The Trump administration’s latest tax policy quasi-proposal, announced by Commerce Secretary Howard Lutnick in an interview with CBS News, is for the elimination of taxes for folks making less than $150,000 per year.

Trump’s previous major tax initiative, the Tax Cuts and Jobs Act (TCJA) of 2017, slashed the corporate tax rate from 35% to 21% and provided rate reductions across the board, but a closer examination reveals who really won with the new policy: corporations and the wealthy.

High-income earners benefited massively, with the top 1% seeing a 2.2% increase in after-tax income, while all other taxpayers got some short-term relief in the form of a larger standard deduction—but were also hit by state and local tax (SALT) deduction caps.

If, along with extending the TCJA tax cuts that disproportionately benefit high income earners, the Trump administration intends to eliminate the income tax for individuals making less than $150,000, it raises the obvious question of who will be left shouldering the tax burden. The answer is either the middle class or no one—because both Social Security and Medicare will be shut down.

The Illusion of a “Tax Free” System for the Working Class

At first glance, Lutnick’s proposal to eliminate taxes for those earning under $150,000 sounds like a windfall for working taxpayers. However, as with most tax policy promises, the devil is in the details.

It is worth noting that most Americans in this income range pay more in payroll taxes than income taxes—payroll taxes fund Social Security and Medicare. When Lutnick speaks of eliminating “taxes” on individuals making less than $150,000, one must assume then that this includes both income taxes and payroll taxes, as the latter is the larger burden on individuals in that income range. It would make little sense to assume in his broad pronouncement of an elimination of “taxes,” he means only the lesser-burden of the federal income tax.

You Can’t Fund Social Security and Medicare Without Taxpayers

If the Trump administration truly intends to eliminate both income and payroll taxes from those earning under $150,000 and extend the TCJA tax cuts—we will be facing an existential crisis for the programs that working and retired Americans rely on.

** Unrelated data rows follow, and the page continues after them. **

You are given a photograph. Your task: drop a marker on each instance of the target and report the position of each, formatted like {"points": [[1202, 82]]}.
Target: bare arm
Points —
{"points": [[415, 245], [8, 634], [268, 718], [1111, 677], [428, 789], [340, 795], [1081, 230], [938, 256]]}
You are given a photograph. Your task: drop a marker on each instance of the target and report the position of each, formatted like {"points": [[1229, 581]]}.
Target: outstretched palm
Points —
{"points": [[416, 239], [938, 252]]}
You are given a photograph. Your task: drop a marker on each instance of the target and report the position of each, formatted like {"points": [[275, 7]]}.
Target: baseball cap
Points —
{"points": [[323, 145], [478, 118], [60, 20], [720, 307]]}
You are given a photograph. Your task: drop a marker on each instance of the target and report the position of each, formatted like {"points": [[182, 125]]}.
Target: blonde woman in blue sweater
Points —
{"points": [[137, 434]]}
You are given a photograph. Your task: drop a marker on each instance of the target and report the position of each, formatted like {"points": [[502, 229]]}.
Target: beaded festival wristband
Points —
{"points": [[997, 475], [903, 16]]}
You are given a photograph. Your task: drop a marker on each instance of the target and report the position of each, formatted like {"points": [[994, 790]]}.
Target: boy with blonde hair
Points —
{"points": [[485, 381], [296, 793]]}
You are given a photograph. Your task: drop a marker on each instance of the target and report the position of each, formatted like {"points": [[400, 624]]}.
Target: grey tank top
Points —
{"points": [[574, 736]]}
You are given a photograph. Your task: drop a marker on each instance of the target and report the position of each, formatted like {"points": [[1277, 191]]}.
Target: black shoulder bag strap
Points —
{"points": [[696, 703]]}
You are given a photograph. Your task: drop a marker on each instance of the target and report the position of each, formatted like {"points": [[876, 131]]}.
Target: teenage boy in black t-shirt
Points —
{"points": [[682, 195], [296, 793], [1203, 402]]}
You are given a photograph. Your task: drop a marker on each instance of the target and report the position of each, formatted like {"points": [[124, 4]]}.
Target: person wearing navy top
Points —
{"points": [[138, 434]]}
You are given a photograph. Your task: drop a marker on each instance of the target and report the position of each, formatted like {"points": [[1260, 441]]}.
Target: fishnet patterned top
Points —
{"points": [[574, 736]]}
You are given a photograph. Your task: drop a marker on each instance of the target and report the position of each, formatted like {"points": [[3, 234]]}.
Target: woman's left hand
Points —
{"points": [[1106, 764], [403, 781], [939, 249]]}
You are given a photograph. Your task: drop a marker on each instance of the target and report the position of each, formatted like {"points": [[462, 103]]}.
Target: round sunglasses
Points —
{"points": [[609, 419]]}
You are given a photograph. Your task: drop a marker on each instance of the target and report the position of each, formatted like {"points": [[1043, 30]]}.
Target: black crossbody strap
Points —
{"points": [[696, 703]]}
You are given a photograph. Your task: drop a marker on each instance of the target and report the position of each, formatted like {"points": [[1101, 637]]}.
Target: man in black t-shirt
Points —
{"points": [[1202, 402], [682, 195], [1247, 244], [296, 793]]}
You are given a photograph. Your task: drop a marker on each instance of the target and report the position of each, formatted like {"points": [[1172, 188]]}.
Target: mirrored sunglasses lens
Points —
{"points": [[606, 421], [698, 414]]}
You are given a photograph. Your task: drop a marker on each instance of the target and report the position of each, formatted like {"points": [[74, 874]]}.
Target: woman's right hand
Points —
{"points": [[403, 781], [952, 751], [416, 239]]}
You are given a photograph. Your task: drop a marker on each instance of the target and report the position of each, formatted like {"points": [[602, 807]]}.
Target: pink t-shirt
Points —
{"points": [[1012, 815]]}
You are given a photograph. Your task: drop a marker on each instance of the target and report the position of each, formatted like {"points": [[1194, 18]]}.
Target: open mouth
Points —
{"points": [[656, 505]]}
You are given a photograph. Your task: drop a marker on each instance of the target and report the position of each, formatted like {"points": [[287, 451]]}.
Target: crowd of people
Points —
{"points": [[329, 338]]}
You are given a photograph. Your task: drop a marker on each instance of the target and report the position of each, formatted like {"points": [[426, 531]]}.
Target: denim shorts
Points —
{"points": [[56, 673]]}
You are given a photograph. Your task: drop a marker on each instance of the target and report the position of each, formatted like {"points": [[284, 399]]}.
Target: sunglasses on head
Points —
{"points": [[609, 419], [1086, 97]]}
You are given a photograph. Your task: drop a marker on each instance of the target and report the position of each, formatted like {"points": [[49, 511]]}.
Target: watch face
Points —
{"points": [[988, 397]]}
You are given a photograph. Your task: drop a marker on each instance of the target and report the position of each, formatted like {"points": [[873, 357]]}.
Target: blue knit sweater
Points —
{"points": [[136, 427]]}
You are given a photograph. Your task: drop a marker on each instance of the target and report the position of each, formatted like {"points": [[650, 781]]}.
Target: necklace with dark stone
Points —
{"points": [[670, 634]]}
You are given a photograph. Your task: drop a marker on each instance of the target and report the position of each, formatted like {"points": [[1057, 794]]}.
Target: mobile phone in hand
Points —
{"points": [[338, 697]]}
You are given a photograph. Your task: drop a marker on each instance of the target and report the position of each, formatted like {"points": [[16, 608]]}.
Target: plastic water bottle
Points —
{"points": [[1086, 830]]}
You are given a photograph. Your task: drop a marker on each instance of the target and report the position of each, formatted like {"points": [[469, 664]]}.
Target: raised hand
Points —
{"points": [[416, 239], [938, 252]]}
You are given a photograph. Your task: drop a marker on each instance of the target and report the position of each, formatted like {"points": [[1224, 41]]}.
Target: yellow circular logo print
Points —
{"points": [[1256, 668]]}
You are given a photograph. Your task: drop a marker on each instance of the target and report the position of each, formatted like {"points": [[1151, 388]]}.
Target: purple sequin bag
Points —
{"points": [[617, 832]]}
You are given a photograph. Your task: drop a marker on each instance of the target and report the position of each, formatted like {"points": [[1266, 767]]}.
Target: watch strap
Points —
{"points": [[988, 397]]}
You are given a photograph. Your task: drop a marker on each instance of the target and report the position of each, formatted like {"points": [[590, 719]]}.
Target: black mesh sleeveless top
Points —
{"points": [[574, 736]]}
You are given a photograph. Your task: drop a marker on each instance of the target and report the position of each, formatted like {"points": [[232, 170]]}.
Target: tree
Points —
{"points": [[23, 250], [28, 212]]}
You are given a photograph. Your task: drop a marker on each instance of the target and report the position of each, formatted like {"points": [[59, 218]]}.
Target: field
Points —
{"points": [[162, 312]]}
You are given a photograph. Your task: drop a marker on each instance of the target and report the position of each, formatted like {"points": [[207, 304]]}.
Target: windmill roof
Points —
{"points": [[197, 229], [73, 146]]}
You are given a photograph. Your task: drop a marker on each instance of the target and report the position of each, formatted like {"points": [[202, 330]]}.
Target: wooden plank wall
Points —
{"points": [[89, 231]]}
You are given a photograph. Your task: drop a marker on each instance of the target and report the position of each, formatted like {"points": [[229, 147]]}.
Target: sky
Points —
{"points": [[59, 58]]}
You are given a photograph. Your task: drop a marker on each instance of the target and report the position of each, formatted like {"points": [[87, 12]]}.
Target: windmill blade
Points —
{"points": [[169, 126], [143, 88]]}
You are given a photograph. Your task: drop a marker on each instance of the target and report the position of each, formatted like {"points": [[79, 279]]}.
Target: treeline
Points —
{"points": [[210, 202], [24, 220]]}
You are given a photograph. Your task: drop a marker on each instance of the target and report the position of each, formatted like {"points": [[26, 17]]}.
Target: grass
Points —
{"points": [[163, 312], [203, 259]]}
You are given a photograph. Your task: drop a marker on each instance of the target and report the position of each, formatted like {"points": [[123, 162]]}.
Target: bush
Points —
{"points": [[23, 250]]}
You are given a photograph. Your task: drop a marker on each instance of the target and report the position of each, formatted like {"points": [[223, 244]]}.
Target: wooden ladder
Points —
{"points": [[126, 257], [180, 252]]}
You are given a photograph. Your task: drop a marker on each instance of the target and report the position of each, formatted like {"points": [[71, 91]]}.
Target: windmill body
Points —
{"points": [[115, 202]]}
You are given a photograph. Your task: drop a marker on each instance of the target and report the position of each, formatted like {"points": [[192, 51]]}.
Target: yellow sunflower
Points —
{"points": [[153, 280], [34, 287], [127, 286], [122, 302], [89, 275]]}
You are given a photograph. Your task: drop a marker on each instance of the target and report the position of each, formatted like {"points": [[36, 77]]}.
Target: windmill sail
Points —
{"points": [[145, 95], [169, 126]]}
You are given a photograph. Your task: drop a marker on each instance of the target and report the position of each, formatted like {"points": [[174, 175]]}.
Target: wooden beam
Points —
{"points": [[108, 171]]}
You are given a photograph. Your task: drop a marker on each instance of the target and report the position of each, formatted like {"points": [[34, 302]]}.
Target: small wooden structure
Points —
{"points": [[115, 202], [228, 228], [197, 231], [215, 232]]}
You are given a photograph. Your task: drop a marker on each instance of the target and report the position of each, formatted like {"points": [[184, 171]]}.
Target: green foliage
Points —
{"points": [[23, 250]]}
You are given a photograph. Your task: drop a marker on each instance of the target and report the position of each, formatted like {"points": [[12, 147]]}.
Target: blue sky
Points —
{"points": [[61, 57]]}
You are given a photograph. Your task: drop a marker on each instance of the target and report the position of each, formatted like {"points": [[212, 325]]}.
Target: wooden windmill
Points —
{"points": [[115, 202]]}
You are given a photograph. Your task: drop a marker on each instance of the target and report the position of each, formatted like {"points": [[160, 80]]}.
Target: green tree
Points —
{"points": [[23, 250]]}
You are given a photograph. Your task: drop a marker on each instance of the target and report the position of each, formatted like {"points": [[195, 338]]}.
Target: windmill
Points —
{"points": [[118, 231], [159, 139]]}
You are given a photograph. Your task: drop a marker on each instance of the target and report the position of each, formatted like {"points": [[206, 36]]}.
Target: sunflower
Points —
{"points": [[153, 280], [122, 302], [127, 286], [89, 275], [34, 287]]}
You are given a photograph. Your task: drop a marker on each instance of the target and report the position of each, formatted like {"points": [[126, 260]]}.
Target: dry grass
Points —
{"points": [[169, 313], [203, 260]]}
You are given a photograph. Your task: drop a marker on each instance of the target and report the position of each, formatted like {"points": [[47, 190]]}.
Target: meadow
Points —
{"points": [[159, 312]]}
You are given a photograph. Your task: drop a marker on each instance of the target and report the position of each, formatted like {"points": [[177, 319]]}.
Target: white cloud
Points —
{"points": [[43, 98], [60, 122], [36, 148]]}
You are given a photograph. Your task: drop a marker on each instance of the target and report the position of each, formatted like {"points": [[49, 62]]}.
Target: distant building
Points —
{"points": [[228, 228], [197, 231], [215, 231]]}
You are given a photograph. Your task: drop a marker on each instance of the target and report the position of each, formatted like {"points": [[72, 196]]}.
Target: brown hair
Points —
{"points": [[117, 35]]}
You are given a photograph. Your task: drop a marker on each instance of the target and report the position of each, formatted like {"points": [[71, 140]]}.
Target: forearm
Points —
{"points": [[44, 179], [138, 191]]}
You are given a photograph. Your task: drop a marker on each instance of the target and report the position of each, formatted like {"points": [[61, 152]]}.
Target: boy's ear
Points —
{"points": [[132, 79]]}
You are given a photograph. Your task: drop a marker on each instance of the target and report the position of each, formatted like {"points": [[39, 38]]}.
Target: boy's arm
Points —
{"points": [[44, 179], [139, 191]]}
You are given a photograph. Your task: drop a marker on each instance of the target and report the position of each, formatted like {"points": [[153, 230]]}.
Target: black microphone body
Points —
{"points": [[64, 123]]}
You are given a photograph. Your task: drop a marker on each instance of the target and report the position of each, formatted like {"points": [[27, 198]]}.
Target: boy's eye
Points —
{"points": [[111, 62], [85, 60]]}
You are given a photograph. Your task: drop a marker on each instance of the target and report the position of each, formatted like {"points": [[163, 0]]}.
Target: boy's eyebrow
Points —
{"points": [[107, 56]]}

Social Security and Medicare are funded almost entirely through payroll taxes. If you eliminate them for the vast majority of workers, you’re not reforming these programs—you’re eliminating them entirely.

In 2023 alone, payroll taxes generated $1.23 trillion, accounting for roughly 90% of Social Security’s revenue and a significant portion of Medicare’s funding. The entire system is predicated on there being workers paying in, so that retirees and the disabled can get paid out. Benefits do not continue in the absence of ongoing payroll taxes. Put differently, if you exempt enough income brackets from payroll taxes, you functionally deprive these programs of funding entirely.

With the TCJA cleaving off the upper income brackets for preferential treatment and Lutnick’s quasi-proposal suggesting those making less than $150,000 will not have to pay in—one of three things will need to happen. First, massive and permanent deficit spending could be used to continue paying out Social Security and Medicare benefits. Essentially, disabled and retired persons could continue to be provided with benefits through the issuance of more debt—which will be a tough political sell.

Second, benefits could be cut or the retirement age could be raised to the point where Social Security and Medicare essentially become meaningless. There is an age threshold at which essentially no one would qualify for benefits and the issue would be functionally resolved. You’ll be free to retire with full Social Security benefits three days after your 125th birthday.

Third, a national consumption tax, like a value-added tax, or higher local taxes could be implemented to make up the shortfall—shifting the burden back onto the middle class and essentially playing a shell game with economic incidence.

There is no serious economic model in which you eliminate payroll taxes for the groups that are most responsible for funding these entitlement programs without fundamentally dismantling those selfsame programs. While Republicans have flirted with privatizing Social Security for years, this tax proposal might be the most aggressive backdoor attempt yet.

Will the Ultra-Wealthy Pick Up the Slack?

Short answer: No. They never have, and the TCJA wasn’t intended to make them start. There is no reason to believe any policy broadly extending the TCJA will be any different.

The TCJA slashed the corporate rate permanently, while individual tax cuts—those that had a modicum of a chance of benefiting middle-class earners—were set to expire by 2025. That tells you exactly who these policies are designed to benefit: corporations and the ultra-wealthy, whose tax breaks remain locked-in.

This new plan will follow the same playbook. If the proposal to eliminate income taxes for those earning under $150,000 moves forward, it won’t be the ultra-wealthy making up the difference—it’ll be the middle class.

If your income is just a tick above $150,000, congratulations—you’ll now be in the last significant tax-paying bracket. To the extent Medicare receives funding from the states, expect higher state and local taxes, property taxes, and consumption taxes like sales and use taxes, to cover the shortfall. The latter is notoriously regressive.

The math is simple: if no one is paying in, no one gets benefits out. And that’s the part Trump’s allies don’t want to say out loud.